Menschen, die sich für den Erhalt der Umwelt einsetzen, haben meist auch ein stark entwickeltes Empfinden für soziale Gerechtigkeit. Konsequenterweise versuchen sie ihre Vorstellungen an den Projekten zu verwirklichen, die ihnen ohnehin naheliegen; das sind natürlich Umweltprojekte. Das Ergebnis allerdings kommt tragischerweise einer Selbst-Blockade gleich.

Während alle Welt hinnimmt, daß mit der Verstromung von Braunkohle und Atom unvorstellbare Gewinne gemacht werden, die aus den überhöhten Stromgebühren von Millionen kleiner Stromkunden stammen und zusätzlich aus der Nutzung aller Arten von Steuertricks, erlegen sich die Umweltfreunde bei der Nutzung der erneuerbaren Energien erhebliche Selbstbeschränkungen auf.

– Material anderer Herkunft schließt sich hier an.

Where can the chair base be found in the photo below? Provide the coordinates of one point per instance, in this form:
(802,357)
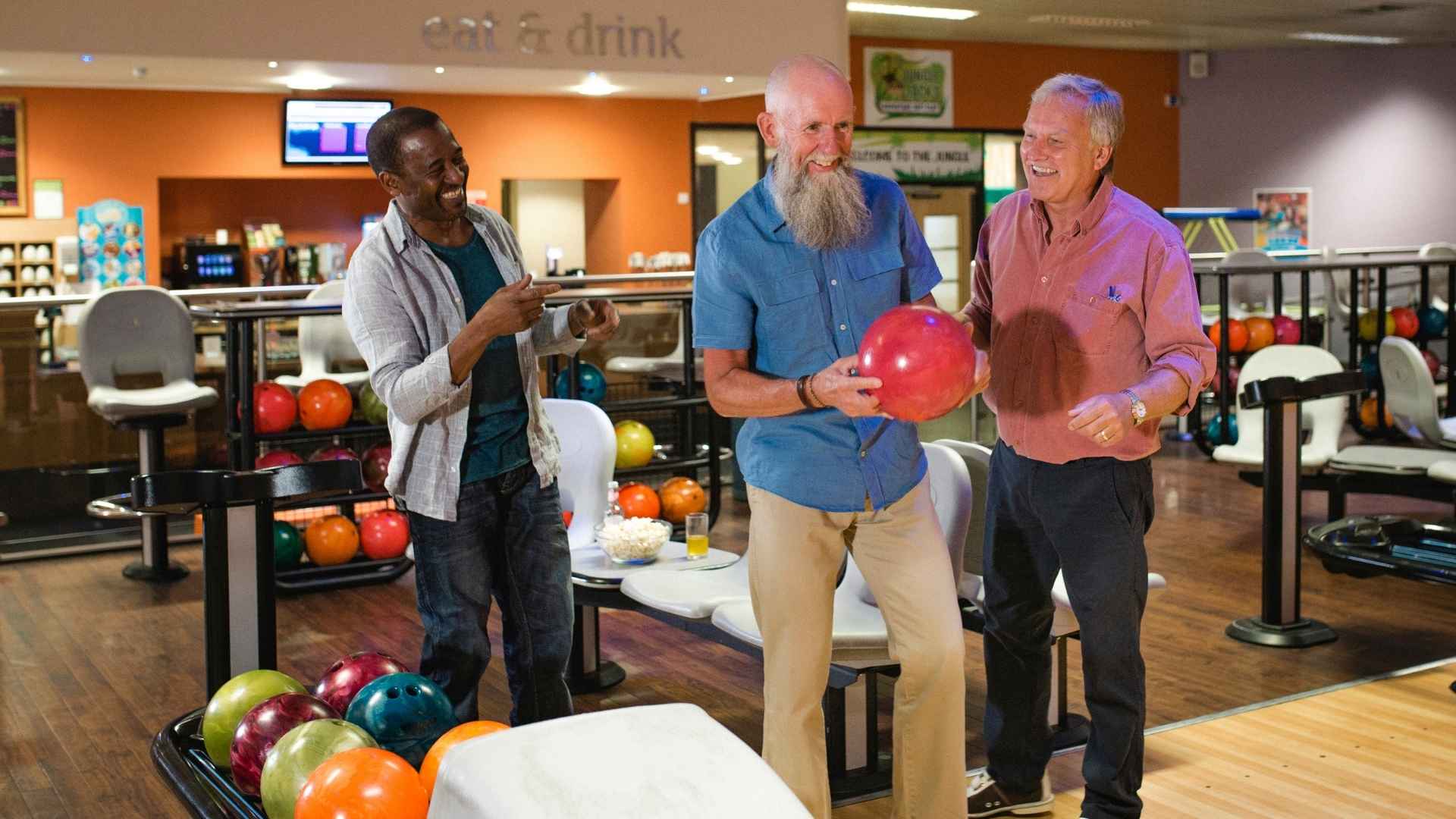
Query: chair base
(142,570)
(1299,634)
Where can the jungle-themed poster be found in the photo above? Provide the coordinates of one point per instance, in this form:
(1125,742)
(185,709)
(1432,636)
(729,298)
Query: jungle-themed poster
(1283,222)
(906,86)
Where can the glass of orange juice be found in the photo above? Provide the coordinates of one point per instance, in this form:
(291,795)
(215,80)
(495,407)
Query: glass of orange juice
(696,523)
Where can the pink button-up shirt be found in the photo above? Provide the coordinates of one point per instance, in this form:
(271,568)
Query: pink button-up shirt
(1079,314)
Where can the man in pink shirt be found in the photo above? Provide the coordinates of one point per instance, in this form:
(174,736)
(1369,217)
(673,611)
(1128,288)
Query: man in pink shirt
(1085,300)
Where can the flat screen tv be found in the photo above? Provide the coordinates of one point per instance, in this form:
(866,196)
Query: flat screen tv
(329,131)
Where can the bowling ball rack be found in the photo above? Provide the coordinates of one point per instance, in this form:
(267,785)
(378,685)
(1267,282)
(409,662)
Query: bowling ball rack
(239,618)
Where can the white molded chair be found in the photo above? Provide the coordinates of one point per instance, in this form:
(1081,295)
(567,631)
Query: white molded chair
(588,450)
(1324,419)
(322,343)
(647,763)
(667,366)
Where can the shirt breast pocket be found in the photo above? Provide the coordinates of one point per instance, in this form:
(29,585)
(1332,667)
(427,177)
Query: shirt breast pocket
(877,280)
(1088,322)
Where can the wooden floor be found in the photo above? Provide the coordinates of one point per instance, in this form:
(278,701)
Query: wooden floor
(1375,749)
(93,665)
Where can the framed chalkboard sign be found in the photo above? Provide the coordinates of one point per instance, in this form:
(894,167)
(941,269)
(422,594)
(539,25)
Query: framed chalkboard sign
(12,156)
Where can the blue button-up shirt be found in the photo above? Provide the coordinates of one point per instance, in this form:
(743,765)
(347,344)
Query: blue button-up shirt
(797,311)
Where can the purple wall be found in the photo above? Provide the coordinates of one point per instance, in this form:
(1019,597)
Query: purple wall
(1370,130)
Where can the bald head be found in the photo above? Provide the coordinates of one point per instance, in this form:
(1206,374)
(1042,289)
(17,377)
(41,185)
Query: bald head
(801,77)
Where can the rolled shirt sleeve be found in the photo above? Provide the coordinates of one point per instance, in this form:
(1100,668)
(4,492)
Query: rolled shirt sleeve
(1172,324)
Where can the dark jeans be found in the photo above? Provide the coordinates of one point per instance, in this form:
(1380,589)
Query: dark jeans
(509,542)
(1088,519)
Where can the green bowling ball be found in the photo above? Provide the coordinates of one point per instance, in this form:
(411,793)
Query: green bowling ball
(234,701)
(372,409)
(287,545)
(297,754)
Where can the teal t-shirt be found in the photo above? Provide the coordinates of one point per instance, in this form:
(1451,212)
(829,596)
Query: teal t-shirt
(495,441)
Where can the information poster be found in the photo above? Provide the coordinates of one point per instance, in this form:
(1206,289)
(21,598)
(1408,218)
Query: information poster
(921,156)
(906,86)
(12,156)
(111,243)
(1283,222)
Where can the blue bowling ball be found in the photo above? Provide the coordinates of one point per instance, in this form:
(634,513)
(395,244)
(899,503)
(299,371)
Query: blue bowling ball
(590,381)
(1215,431)
(405,713)
(1370,366)
(1433,322)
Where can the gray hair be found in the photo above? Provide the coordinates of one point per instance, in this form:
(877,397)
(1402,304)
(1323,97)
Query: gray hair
(780,76)
(1101,105)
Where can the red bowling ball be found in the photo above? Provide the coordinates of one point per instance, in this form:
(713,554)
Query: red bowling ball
(376,465)
(277,458)
(924,359)
(1286,330)
(264,726)
(383,534)
(348,675)
(274,407)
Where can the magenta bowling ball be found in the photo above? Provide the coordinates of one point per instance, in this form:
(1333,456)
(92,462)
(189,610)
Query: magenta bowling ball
(924,359)
(348,675)
(262,726)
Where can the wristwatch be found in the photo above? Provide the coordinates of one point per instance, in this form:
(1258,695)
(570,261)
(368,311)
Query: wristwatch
(1139,409)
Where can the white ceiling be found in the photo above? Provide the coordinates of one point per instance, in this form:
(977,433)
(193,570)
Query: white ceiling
(1171,24)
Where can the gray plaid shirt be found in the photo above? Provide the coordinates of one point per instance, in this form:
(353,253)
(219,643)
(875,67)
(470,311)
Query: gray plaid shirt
(402,308)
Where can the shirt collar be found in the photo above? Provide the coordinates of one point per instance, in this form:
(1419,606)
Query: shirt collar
(1087,219)
(400,235)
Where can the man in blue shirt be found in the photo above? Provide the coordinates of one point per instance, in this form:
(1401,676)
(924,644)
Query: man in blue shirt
(450,328)
(788,281)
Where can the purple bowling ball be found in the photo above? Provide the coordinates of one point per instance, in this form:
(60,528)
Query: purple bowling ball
(348,675)
(264,726)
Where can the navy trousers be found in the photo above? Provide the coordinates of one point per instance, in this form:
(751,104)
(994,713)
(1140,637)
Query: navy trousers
(1088,519)
(507,542)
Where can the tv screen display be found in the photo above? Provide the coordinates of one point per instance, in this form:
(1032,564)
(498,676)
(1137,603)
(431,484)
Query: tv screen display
(329,131)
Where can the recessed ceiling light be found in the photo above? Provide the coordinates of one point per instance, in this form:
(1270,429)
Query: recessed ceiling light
(1360,38)
(912,11)
(308,80)
(1088,20)
(596,86)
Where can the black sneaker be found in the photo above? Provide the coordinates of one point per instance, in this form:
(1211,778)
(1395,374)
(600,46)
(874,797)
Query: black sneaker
(984,798)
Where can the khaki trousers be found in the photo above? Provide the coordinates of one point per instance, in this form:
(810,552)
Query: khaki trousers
(797,553)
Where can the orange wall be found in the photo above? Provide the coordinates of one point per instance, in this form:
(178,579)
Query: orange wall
(123,143)
(993,82)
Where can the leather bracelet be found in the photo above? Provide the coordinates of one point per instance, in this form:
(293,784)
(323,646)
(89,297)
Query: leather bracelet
(800,387)
(808,385)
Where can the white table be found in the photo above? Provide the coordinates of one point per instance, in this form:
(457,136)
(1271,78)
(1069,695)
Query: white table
(598,582)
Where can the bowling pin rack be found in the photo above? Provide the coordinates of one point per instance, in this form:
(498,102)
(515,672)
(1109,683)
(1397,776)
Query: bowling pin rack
(1367,278)
(245,365)
(239,620)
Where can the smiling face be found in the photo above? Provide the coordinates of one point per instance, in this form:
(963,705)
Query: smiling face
(431,177)
(1062,164)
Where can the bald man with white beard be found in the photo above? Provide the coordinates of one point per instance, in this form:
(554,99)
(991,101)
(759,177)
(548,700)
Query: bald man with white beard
(788,281)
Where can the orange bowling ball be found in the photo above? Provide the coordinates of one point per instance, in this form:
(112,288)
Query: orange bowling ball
(325,404)
(455,736)
(638,500)
(682,497)
(1238,335)
(364,783)
(1367,410)
(331,539)
(1261,334)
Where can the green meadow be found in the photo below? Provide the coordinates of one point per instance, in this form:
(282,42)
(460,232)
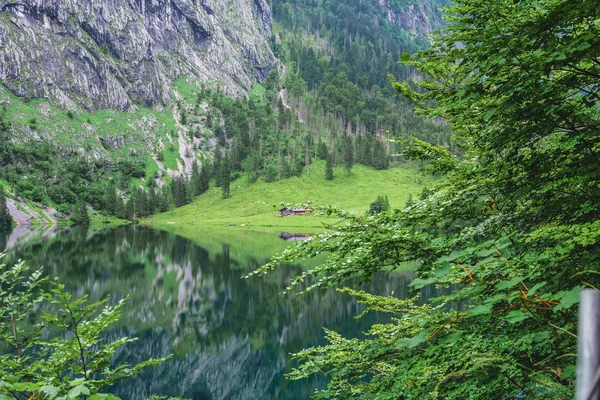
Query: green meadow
(255,206)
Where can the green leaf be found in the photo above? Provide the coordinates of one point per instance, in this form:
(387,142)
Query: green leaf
(421,283)
(50,391)
(78,391)
(412,342)
(571,297)
(480,310)
(516,316)
(535,287)
(508,284)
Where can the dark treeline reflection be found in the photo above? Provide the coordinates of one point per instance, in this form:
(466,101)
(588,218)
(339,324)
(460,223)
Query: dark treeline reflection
(231,337)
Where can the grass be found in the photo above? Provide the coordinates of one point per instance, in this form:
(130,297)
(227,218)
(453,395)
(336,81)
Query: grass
(254,207)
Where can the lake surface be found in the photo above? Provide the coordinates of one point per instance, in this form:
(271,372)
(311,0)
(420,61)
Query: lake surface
(231,337)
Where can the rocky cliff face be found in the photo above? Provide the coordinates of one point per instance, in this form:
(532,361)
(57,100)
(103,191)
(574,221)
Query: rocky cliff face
(115,53)
(417,17)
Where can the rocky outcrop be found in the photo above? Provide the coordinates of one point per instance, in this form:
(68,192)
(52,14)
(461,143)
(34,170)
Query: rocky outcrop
(115,53)
(418,17)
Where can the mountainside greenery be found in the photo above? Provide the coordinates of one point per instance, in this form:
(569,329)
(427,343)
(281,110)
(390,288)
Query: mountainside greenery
(255,206)
(513,228)
(327,101)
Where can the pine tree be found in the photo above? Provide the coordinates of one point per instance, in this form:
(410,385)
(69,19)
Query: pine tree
(204,178)
(179,191)
(225,177)
(195,181)
(129,210)
(152,200)
(348,153)
(120,208)
(162,203)
(322,152)
(6,222)
(79,214)
(329,168)
(216,168)
(110,199)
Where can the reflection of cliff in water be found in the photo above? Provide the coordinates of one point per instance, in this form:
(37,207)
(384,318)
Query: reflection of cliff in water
(231,337)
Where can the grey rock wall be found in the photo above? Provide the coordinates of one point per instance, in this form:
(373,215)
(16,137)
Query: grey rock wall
(115,53)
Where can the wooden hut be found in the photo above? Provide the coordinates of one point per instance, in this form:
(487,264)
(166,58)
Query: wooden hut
(284,212)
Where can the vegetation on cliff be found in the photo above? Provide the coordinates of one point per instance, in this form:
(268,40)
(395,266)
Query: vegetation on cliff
(513,229)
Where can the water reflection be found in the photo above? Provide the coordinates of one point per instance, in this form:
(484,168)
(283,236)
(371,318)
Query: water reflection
(231,337)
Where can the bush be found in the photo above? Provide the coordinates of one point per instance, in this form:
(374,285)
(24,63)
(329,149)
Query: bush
(71,362)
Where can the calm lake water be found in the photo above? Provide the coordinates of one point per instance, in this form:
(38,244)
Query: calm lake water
(231,337)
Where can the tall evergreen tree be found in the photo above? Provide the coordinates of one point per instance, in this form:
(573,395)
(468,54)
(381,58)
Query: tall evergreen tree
(195,180)
(322,151)
(216,167)
(225,177)
(329,167)
(120,208)
(79,214)
(348,153)
(179,190)
(162,202)
(110,199)
(204,181)
(6,222)
(130,210)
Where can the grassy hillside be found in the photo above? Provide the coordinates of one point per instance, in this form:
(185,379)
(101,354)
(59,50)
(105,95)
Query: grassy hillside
(254,207)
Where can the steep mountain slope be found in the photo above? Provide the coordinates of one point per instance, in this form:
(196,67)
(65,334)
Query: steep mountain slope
(125,99)
(112,54)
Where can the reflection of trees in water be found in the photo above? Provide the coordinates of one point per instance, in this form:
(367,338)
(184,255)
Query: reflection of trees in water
(231,336)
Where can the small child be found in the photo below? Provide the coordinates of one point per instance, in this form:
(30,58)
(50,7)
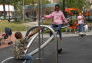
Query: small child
(20,47)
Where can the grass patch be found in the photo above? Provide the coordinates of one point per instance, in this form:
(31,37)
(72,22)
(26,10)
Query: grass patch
(13,26)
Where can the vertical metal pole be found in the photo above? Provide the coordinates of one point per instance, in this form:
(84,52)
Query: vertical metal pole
(64,6)
(39,5)
(23,11)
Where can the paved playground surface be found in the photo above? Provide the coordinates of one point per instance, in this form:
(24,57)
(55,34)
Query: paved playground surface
(75,50)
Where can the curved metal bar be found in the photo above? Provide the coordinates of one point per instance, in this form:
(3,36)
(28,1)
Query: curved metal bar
(30,42)
(43,45)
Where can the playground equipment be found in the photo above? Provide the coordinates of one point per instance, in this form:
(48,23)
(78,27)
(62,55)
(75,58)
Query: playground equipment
(31,40)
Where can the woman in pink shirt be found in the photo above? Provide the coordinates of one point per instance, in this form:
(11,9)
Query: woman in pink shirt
(58,19)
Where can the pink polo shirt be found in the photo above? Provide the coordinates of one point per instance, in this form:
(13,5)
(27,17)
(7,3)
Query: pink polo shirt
(58,17)
(80,19)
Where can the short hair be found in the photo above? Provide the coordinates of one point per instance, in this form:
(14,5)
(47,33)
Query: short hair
(18,35)
(57,5)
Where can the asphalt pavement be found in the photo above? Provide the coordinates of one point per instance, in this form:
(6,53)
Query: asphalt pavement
(75,50)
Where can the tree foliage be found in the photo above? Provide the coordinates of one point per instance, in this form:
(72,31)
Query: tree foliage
(74,3)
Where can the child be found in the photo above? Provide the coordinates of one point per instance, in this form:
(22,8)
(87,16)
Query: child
(20,47)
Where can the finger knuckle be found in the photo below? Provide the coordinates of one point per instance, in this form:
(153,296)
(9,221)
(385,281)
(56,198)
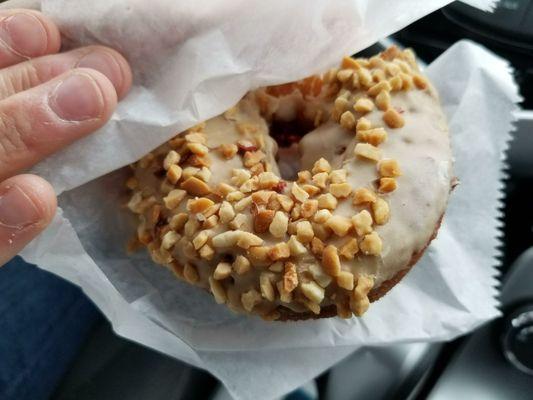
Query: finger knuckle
(13,135)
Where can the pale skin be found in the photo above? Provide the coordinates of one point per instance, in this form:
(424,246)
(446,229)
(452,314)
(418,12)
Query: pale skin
(48,99)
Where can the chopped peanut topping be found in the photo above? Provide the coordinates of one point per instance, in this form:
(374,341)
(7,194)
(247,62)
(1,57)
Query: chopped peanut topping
(174,198)
(226,212)
(210,222)
(155,213)
(171,158)
(363,195)
(311,189)
(195,187)
(261,197)
(345,280)
(189,171)
(199,205)
(340,190)
(371,244)
(304,176)
(304,231)
(250,185)
(265,283)
(338,176)
(206,252)
(285,202)
(359,302)
(267,180)
(349,249)
(284,296)
(378,75)
(396,83)
(320,179)
(290,277)
(368,151)
(321,230)
(190,273)
(257,169)
(228,150)
(387,185)
(347,120)
(225,239)
(309,208)
(298,193)
(362,222)
(321,216)
(239,176)
(278,227)
(222,271)
(204,174)
(178,221)
(238,222)
(235,196)
(363,105)
(241,265)
(191,226)
(317,246)
(383,100)
(259,255)
(174,173)
(198,149)
(296,247)
(393,118)
(211,210)
(200,239)
(330,260)
(279,251)
(389,168)
(365,78)
(420,82)
(250,299)
(340,105)
(378,87)
(262,220)
(319,275)
(339,225)
(376,62)
(312,291)
(374,136)
(328,201)
(363,124)
(274,203)
(321,165)
(223,189)
(169,240)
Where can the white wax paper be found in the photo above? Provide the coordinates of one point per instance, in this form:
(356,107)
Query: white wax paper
(192,62)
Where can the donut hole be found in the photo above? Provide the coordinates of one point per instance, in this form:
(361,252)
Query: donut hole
(288,134)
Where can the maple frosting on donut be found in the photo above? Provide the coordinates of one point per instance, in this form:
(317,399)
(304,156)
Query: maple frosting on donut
(374,180)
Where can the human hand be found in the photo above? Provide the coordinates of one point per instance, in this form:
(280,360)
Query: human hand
(47,100)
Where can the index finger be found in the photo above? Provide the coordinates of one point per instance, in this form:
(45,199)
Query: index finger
(25,34)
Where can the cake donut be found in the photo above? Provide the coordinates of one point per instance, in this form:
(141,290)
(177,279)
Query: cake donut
(374,180)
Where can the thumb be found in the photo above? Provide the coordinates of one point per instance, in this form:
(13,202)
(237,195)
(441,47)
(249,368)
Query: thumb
(27,205)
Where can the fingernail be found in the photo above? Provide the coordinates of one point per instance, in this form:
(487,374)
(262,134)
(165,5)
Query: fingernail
(105,63)
(24,34)
(17,210)
(77,98)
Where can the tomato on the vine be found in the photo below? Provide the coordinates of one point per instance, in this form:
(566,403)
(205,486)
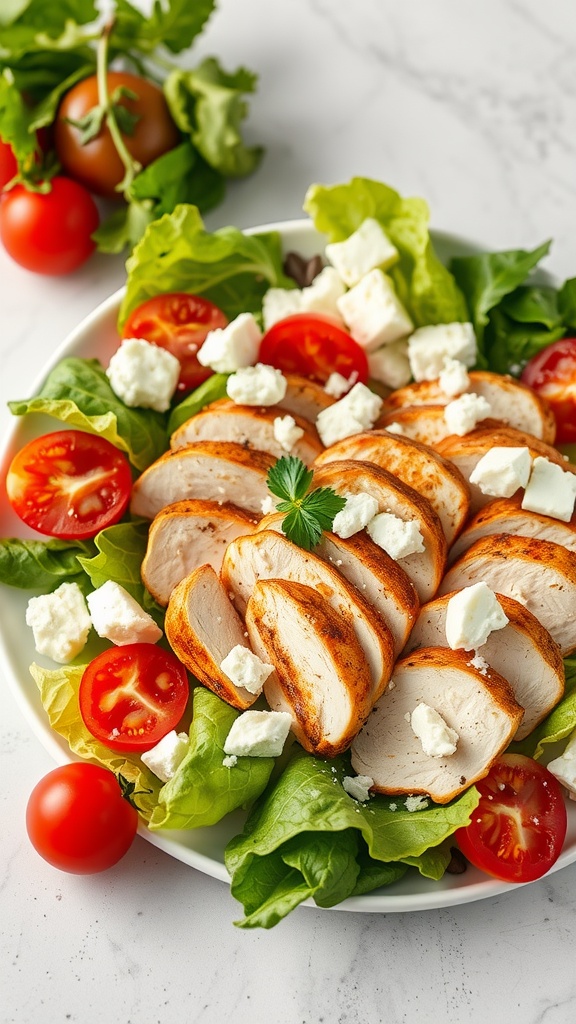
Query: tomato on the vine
(518,829)
(313,345)
(96,164)
(69,483)
(178,323)
(78,819)
(132,696)
(48,232)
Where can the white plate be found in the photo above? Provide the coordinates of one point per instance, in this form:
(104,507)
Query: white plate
(203,848)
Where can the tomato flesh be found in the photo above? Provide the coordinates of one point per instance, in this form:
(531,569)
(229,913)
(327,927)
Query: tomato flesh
(131,696)
(518,829)
(78,820)
(314,346)
(551,374)
(69,484)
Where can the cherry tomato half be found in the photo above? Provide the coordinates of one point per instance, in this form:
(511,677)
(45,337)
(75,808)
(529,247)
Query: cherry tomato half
(178,323)
(96,164)
(78,820)
(551,374)
(131,696)
(518,828)
(315,346)
(69,483)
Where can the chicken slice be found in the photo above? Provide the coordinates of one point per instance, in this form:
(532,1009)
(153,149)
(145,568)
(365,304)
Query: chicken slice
(523,652)
(322,677)
(538,573)
(415,464)
(481,709)
(213,471)
(187,535)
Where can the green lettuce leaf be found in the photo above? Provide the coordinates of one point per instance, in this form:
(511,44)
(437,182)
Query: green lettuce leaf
(203,791)
(78,392)
(58,692)
(423,284)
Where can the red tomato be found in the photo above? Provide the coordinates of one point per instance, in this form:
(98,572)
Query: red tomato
(69,483)
(96,165)
(131,696)
(551,374)
(78,820)
(518,829)
(48,232)
(313,346)
(178,323)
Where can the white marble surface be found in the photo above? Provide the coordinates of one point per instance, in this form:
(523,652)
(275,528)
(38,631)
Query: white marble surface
(472,105)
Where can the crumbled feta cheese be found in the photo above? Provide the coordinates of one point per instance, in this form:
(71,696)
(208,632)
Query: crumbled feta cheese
(429,346)
(453,377)
(462,414)
(119,617)
(437,738)
(389,365)
(245,669)
(357,513)
(142,375)
(286,432)
(367,248)
(166,757)
(502,470)
(229,348)
(471,614)
(358,411)
(373,311)
(259,385)
(358,786)
(59,623)
(398,538)
(258,733)
(550,491)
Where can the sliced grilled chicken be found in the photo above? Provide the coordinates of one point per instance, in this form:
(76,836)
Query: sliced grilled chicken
(415,464)
(538,573)
(203,627)
(270,555)
(214,471)
(424,568)
(481,709)
(523,652)
(322,676)
(381,581)
(505,515)
(187,535)
(247,425)
(512,402)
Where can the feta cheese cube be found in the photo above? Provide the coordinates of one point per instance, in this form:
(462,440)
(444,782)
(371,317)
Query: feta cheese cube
(119,617)
(258,733)
(166,757)
(367,248)
(437,738)
(429,346)
(357,513)
(229,348)
(397,537)
(59,623)
(502,470)
(373,312)
(144,376)
(462,414)
(550,491)
(259,385)
(471,614)
(245,669)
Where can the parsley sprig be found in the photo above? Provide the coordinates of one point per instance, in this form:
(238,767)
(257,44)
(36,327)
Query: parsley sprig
(307,512)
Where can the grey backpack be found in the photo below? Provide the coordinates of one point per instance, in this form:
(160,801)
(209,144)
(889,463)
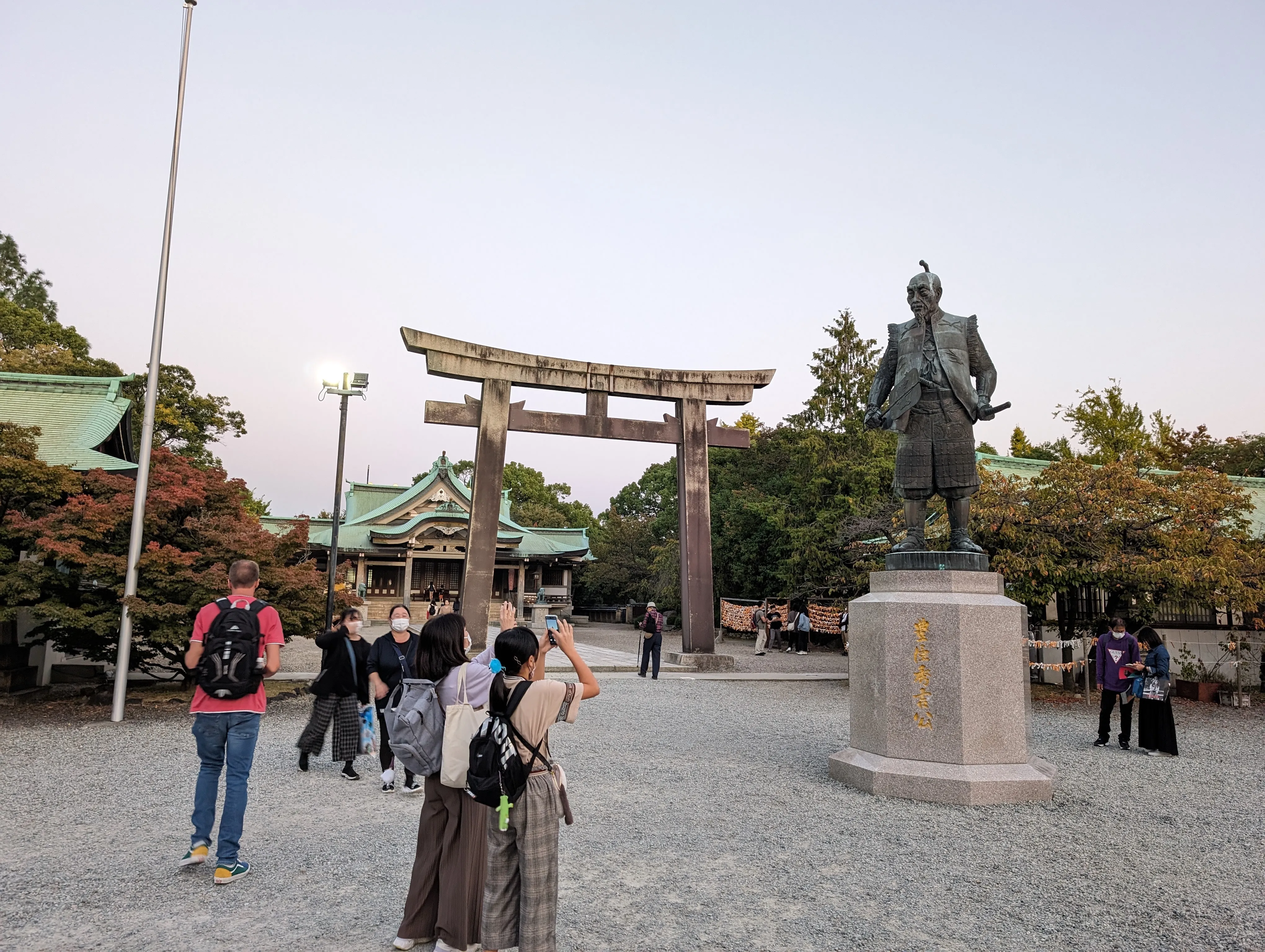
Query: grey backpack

Es gilt ihnen als unfein, mit der Nutzung erneuerbarer Energien Geld zu verdienen, und der Vorwurf gar, man könne sich eine „goldene Nase“ holen, ist in ihren Kreisen tödlich für jedes noch so sinnvolle Projekt. Zur Zeit leidet besonders der Ausbau der Windenergie unter dieser Denkweise.

In Aachen zum Beispiel sind die Grünen von ihrer ursprünglichen Forderung nach einer kostendeckenden Einspeisevergütung zurückgetreten und versuchen nun als opferbereite Idealisten die Windräder aus ihren eigenen Taschen zu bezahlen. Sie glauben, die gesetzliche Mindestvergütung würde bereits ausreichen. Die Folge: Der Bau von Windrädern verzögert sich Monat um Monat, Jahr um Jahr, denn Kapital fließt nun einmal dorthin, wo höhere Renditen winken...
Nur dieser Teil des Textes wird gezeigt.